Macuilí - Esther Solano



Si fuese árbol sería un macuilí, uno de esos que crecen en los pantanos de Tabasco. Me llenaría de flores rosa pálido, casi blancas, para recibir el año nuevo. Vestida como novia reinaría sobre el verde perpetuo del manglar. Un reinado breve pero exuberante, absoluto.


Con la misma devoción con que me vestí, flor a flor, dejaría caer todos los pétalos en un solo día. Con la misma algazara con que en mi forma de mujer he dejado caer mi vestido en la noche húmeda y ardiente del Sureste mexicano, cuyo calor hace bullir la sangre, la piel parece derretirse, el sudor de cada uno se mezcla, se diluyen las fronteras del uno y del otro.
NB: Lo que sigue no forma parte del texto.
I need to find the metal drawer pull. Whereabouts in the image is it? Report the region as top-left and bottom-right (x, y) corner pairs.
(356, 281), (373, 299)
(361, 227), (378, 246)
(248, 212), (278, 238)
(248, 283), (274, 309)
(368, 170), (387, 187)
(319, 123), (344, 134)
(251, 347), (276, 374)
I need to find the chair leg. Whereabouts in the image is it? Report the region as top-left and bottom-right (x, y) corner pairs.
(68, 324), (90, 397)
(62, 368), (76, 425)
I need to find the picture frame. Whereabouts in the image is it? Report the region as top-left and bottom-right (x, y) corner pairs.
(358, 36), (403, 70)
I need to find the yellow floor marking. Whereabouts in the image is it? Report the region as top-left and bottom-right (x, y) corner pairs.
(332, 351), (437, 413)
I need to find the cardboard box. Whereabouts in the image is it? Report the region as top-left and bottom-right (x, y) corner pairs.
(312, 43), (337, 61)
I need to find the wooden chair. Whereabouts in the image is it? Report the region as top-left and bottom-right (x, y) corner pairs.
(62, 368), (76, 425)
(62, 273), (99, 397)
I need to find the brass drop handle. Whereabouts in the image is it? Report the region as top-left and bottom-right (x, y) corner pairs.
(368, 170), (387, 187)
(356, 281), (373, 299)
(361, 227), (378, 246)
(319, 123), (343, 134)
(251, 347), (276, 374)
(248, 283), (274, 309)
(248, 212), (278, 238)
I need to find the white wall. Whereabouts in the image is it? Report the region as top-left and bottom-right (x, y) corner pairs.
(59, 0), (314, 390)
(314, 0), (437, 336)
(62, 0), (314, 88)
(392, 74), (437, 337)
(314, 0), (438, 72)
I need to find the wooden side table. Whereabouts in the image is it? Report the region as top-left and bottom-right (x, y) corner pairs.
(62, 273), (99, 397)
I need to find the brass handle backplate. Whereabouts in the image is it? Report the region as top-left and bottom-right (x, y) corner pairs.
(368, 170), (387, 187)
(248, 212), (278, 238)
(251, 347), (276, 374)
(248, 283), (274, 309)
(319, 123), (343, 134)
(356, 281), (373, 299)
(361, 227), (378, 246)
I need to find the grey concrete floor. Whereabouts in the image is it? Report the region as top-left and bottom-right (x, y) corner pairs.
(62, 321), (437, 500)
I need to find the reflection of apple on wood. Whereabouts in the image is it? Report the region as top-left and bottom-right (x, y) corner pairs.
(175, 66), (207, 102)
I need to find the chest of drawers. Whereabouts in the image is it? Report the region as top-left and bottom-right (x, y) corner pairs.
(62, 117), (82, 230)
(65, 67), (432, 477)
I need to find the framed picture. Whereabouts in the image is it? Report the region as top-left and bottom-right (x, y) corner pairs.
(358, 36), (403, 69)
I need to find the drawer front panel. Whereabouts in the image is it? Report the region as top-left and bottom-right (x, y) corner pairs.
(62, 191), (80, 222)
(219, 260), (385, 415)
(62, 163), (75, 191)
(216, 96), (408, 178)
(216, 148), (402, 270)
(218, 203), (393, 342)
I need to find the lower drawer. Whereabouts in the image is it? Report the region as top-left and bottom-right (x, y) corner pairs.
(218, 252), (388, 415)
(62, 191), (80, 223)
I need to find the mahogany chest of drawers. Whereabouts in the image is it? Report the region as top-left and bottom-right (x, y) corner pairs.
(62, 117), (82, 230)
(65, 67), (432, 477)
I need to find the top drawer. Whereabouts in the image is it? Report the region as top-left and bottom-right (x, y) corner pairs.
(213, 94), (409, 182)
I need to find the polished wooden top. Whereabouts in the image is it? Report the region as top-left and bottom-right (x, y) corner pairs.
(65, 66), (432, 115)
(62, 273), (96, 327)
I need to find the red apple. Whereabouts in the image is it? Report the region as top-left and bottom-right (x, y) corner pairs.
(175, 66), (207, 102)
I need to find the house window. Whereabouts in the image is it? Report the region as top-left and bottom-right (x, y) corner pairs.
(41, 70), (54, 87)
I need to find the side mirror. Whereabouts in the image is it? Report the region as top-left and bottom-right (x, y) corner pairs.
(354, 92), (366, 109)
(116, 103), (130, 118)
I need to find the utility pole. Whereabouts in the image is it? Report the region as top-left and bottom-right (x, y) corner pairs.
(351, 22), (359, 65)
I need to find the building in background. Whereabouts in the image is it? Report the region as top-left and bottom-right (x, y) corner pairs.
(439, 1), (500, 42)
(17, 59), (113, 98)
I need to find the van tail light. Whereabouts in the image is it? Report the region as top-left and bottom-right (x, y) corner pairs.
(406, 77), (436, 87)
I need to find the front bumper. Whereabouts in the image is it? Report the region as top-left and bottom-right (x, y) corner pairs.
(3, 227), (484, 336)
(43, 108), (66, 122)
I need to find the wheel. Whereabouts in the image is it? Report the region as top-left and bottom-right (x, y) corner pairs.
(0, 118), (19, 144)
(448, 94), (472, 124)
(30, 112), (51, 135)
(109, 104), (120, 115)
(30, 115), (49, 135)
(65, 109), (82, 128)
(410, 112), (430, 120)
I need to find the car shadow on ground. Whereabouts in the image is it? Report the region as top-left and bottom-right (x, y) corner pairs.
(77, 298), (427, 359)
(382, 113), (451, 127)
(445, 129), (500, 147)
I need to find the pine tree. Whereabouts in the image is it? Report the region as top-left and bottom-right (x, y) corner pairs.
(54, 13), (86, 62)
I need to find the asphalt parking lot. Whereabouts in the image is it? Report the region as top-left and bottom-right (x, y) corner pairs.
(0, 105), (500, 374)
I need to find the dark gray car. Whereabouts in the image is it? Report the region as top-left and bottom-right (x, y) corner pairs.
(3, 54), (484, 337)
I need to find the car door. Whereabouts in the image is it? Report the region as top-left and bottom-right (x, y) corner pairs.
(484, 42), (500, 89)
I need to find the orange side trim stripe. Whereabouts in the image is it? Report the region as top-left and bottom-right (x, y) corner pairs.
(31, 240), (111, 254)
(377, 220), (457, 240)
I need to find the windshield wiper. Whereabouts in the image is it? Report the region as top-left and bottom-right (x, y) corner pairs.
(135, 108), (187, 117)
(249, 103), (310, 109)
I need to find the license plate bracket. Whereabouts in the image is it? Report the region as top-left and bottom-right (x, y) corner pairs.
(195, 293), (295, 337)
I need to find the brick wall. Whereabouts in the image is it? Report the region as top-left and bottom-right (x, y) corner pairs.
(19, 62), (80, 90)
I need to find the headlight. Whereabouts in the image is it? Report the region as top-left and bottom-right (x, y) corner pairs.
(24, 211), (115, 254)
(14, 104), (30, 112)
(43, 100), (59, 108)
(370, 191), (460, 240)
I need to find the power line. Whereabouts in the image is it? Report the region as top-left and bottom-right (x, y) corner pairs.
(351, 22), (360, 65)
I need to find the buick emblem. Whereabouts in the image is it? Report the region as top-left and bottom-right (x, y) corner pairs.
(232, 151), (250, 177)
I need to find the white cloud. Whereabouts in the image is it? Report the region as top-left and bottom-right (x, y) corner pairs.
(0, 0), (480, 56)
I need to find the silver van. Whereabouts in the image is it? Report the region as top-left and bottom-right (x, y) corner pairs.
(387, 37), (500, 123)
Como macuilí, mis raíces estarían perpetuamente húmedas, mientras el sol refulge, con una luminosidad cegadora.


Descubro mi poder transformador. Siempre he disfrutado el sol en el cuerpo, y ahora en esta imaginada metamorfosis, puedo asumir el calor, hacerlo mío. Convierto esa luz en hojas, en frutos, en pétalos, extiendo mis ramas, de cara al sol, para absorber cada rayo, las dirijo hacia el cielo raso de Tabasco.


Hacia el mediodía, el sol me abrasa como si quisiera consumirme en una hoguera, fuego y pasión inagotables. Mientras el gran astro se regocija en mi follaje, bajo mi sombra se refugia un universo, insectos, reptiles, y las aves más hermosas. Mi belleza atrae la vida, la genera. Estoy tan llena de energía, que de mí brota la existencia, la vida que contengo en cada célula de mi cuerpo y de cada criatura que en mí se refugia. Soy creación, la tierra, el universo, la vida.